In John M. Barry’s book on the 1918 flu pandemic, The Great Influenza, one of the most striking passages concerns what actually killed many of the young, healthy victims of the infection, causing them to turn blue and bleed from the nose or ears:
The virus was often so efficient at invading the lungs that the immune system had to mount a massive response to it. What was killing young adults a few days after the first symptom was not the virus. The killer was the massive immune response itself.
The phenomenon Barry describes is the cytokine storm, or cytokine release syndrome—when a body’s natural defenses are called into action and are so overwhelming and destructive that instead of rescuing the sick, they cause their death.

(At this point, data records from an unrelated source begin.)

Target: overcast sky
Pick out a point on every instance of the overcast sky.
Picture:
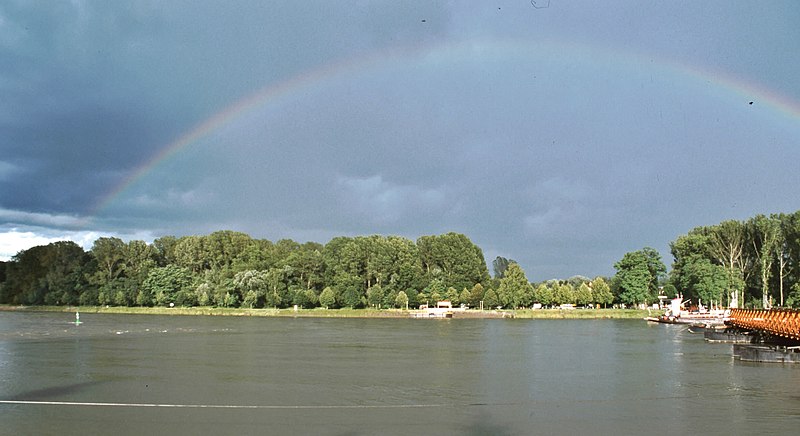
(561, 134)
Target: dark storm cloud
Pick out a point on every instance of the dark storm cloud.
(559, 137)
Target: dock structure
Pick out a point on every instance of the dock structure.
(778, 331)
(783, 323)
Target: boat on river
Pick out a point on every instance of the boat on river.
(675, 314)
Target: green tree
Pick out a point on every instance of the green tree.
(583, 295)
(166, 283)
(476, 295)
(543, 295)
(563, 293)
(635, 277)
(601, 291)
(252, 286)
(514, 290)
(500, 264)
(490, 299)
(765, 238)
(375, 296)
(327, 298)
(454, 259)
(401, 301)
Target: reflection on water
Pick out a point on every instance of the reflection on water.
(195, 374)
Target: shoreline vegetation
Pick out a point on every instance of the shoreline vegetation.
(337, 313)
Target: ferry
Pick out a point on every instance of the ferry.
(675, 314)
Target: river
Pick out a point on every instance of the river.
(143, 374)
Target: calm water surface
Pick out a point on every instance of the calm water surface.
(139, 374)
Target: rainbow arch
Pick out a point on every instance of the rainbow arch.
(445, 52)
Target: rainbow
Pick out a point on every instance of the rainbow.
(271, 94)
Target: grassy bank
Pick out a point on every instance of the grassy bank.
(329, 313)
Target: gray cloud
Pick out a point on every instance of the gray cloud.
(561, 138)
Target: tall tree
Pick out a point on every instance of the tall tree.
(515, 290)
(500, 264)
(637, 276)
(765, 237)
(727, 245)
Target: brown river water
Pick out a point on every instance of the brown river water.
(188, 375)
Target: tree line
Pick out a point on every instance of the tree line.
(754, 262)
(232, 269)
(750, 263)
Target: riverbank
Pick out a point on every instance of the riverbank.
(338, 313)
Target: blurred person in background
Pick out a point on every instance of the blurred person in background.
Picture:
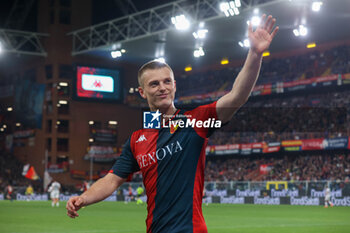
(9, 192)
(54, 191)
(29, 192)
(327, 198)
(139, 191)
(174, 176)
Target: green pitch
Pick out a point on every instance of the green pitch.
(40, 217)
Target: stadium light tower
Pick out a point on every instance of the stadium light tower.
(180, 22)
(198, 52)
(316, 6)
(300, 31)
(230, 8)
(245, 43)
(160, 59)
(201, 32)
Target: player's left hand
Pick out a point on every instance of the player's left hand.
(261, 38)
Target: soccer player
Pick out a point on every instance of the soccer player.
(29, 192)
(139, 191)
(327, 198)
(54, 191)
(130, 196)
(9, 192)
(172, 160)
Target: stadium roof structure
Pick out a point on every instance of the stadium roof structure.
(143, 33)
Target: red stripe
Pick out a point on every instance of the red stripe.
(149, 171)
(198, 222)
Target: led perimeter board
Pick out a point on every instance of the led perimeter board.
(98, 84)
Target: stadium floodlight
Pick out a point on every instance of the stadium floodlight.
(160, 59)
(224, 61)
(63, 84)
(180, 22)
(245, 43)
(200, 34)
(198, 52)
(300, 31)
(316, 6)
(311, 45)
(238, 3)
(230, 8)
(188, 68)
(255, 20)
(116, 54)
(266, 54)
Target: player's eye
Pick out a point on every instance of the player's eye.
(153, 84)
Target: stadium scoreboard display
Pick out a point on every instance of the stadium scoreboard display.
(98, 84)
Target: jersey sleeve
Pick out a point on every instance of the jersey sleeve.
(126, 164)
(205, 113)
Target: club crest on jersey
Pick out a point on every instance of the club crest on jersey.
(174, 126)
(151, 120)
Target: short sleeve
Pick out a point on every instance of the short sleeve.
(205, 113)
(126, 164)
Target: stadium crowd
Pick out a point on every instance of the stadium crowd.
(290, 167)
(297, 117)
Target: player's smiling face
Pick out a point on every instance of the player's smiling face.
(159, 88)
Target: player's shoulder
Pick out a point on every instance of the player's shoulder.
(142, 134)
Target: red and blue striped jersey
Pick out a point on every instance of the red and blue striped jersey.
(172, 162)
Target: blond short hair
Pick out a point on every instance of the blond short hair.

Cytokines are small signaling proteins, which can be grouped by their origins, structural characteristics, effects on the body, and signaling pathways. Each type has a corresponding receptor on the cell surface and, once received, can start one of a number of cellular tasks that begin a cascade of responses, depending on type.

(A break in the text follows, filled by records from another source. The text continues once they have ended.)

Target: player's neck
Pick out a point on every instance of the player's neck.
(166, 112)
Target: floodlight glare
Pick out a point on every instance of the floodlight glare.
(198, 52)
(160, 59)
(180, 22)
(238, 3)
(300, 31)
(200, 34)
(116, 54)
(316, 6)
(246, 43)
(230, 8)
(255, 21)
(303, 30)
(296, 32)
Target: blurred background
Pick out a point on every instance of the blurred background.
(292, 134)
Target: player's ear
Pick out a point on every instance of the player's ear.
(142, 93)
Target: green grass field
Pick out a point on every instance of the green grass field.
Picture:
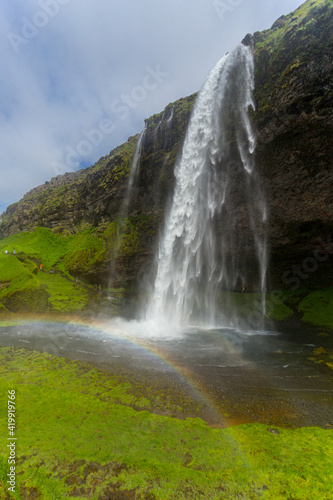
(78, 436)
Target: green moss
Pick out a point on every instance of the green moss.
(63, 295)
(41, 244)
(317, 308)
(77, 436)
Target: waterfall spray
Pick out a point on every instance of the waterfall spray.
(133, 174)
(217, 216)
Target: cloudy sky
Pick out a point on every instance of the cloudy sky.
(79, 77)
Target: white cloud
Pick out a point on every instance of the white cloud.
(63, 79)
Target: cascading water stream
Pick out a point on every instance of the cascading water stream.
(134, 170)
(214, 240)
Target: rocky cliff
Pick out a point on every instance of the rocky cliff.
(294, 124)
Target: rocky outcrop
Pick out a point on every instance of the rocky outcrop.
(294, 124)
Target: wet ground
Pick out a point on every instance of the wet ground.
(225, 376)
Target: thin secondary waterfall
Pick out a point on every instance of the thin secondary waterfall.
(214, 241)
(133, 174)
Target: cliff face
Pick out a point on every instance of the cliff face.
(294, 125)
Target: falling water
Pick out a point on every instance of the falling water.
(133, 174)
(214, 241)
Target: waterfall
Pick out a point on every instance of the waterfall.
(134, 170)
(123, 212)
(214, 242)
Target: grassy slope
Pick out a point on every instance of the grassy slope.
(78, 437)
(25, 289)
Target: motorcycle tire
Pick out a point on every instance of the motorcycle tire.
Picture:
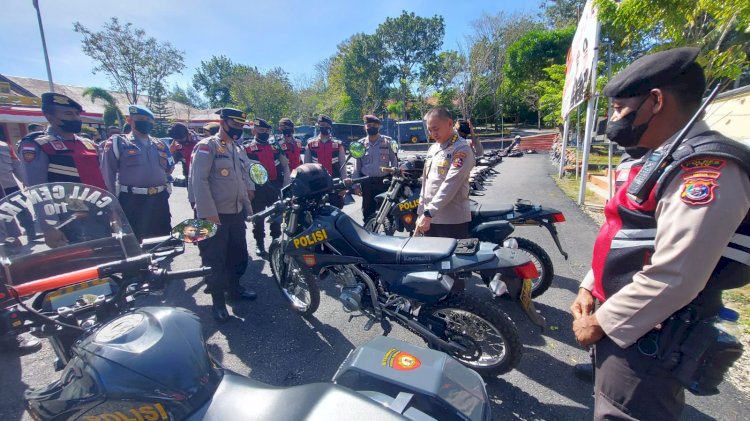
(304, 308)
(501, 326)
(386, 229)
(543, 264)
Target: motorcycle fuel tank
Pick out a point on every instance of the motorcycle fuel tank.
(147, 364)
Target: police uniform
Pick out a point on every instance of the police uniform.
(377, 154)
(273, 159)
(139, 171)
(293, 148)
(683, 245)
(328, 152)
(48, 157)
(220, 183)
(445, 188)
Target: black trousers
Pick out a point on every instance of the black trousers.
(265, 195)
(148, 215)
(630, 385)
(457, 231)
(371, 187)
(226, 254)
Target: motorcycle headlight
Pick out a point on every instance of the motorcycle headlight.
(510, 243)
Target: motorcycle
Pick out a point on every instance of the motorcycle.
(152, 363)
(415, 282)
(86, 268)
(397, 211)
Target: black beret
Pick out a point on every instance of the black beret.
(369, 118)
(259, 122)
(233, 113)
(51, 98)
(652, 71)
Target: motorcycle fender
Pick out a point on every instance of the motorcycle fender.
(387, 366)
(493, 231)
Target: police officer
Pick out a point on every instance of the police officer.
(260, 150)
(378, 154)
(223, 191)
(328, 152)
(290, 145)
(444, 200)
(59, 154)
(653, 258)
(138, 165)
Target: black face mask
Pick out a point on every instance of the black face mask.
(624, 133)
(71, 126)
(232, 132)
(144, 127)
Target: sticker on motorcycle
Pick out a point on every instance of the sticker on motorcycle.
(400, 360)
(310, 239)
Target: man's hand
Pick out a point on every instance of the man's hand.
(587, 330)
(423, 224)
(583, 304)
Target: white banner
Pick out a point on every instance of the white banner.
(580, 60)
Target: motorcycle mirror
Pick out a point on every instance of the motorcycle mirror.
(258, 174)
(194, 230)
(394, 146)
(357, 150)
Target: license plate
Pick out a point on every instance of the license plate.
(66, 297)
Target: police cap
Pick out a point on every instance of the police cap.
(233, 114)
(369, 118)
(51, 98)
(136, 109)
(324, 119)
(655, 70)
(259, 122)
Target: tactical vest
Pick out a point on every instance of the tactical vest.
(293, 151)
(72, 161)
(265, 154)
(625, 242)
(325, 154)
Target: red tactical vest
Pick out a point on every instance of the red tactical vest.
(326, 154)
(293, 151)
(625, 242)
(267, 155)
(73, 161)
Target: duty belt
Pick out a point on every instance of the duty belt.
(143, 190)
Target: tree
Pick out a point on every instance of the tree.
(411, 42)
(112, 114)
(134, 63)
(213, 78)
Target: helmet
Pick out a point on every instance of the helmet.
(311, 180)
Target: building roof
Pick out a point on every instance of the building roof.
(28, 87)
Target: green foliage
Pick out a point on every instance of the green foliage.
(134, 63)
(212, 79)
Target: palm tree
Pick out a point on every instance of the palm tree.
(111, 111)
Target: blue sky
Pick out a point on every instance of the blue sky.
(292, 34)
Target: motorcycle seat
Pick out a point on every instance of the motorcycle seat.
(385, 249)
(238, 397)
(485, 211)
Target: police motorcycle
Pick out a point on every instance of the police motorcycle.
(415, 282)
(151, 363)
(397, 211)
(86, 269)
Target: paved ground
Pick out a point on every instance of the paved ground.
(270, 344)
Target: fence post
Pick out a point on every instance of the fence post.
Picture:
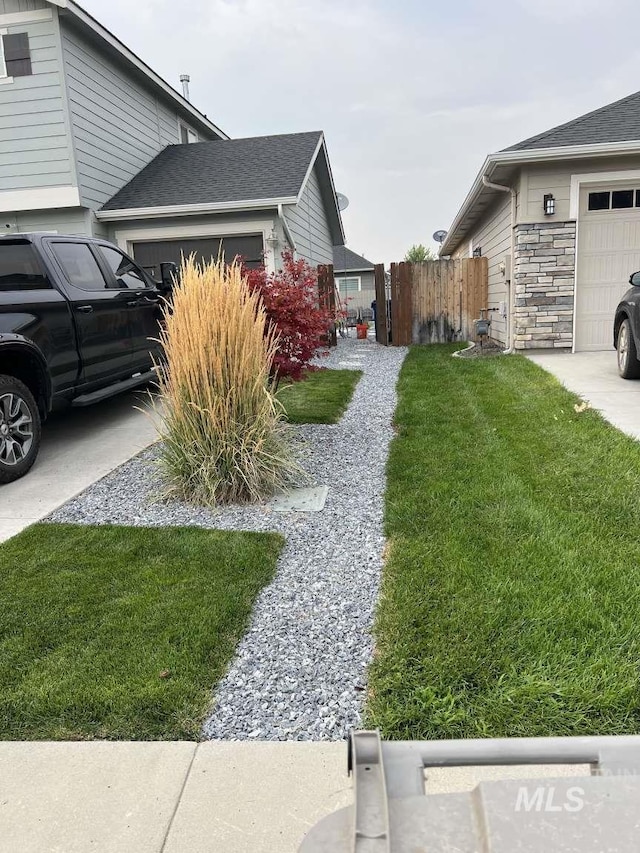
(382, 327)
(327, 298)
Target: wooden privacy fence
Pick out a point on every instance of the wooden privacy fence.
(431, 302)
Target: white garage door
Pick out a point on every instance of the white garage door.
(608, 252)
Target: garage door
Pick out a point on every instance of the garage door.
(150, 254)
(608, 252)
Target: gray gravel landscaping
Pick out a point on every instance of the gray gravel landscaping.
(299, 672)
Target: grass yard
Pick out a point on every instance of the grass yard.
(320, 398)
(121, 632)
(511, 595)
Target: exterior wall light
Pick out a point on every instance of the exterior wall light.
(273, 240)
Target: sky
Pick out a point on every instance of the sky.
(411, 95)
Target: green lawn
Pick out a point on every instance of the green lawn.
(121, 632)
(321, 397)
(511, 592)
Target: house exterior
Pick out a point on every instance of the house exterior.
(82, 122)
(558, 218)
(354, 276)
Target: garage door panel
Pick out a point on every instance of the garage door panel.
(611, 235)
(608, 252)
(150, 254)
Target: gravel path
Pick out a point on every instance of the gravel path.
(299, 672)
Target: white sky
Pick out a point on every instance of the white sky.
(411, 95)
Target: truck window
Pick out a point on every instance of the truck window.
(79, 265)
(20, 268)
(126, 272)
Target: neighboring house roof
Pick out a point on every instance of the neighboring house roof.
(260, 167)
(234, 174)
(344, 260)
(610, 130)
(84, 19)
(617, 122)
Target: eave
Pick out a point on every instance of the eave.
(192, 209)
(471, 207)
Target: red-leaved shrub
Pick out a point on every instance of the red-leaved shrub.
(290, 298)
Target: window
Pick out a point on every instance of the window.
(16, 58)
(621, 199)
(348, 285)
(79, 265)
(187, 135)
(599, 201)
(19, 268)
(126, 272)
(614, 200)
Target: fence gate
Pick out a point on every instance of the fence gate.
(327, 296)
(436, 301)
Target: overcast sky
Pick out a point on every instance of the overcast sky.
(411, 95)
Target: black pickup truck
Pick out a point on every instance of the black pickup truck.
(77, 323)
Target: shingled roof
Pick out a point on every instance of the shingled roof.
(344, 260)
(617, 122)
(251, 169)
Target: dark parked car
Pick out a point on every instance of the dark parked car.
(626, 330)
(77, 322)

Microbial infections are not the only cause of these storms; a more familiar one is graft versus host disease, which can occur in people who receive organ, bone-marrow, or stem-cell transplants. The donor organ detects an “invader” (the new body) and masses an immune response to stop the threat, which endangers both the transplanted organ and the recipient. People who receive organ transplants are often given steroids and immunosuppressors to prevent and/or counteract these responses.
Cytokine release syndrome has been reported in some COVID-19 patients, particularly young ones. Unlike other viruses and causes, COVID-19-associated cytokine storms do not appear to inflict severe liver damage. Conversely, the damage to the lungs from the disease is much greater, which may be due to the localization of the virus to those of the lower respiratory tract. Patients’ kidneys may also be damaged, which accounts for the reporting of acute shortages of dialysis machines for those with already existing renal issues.
The tools available to medicine in 2020 were only at best theoretical in 1918. The lethality of COVID-19 is overwhelming, and the list of complications to infection continues to grow as more cases are seen. The lessons of the influenza pandemic are aiding health care today, and the ability to intervene in cytokine storms early may be saving lives this time.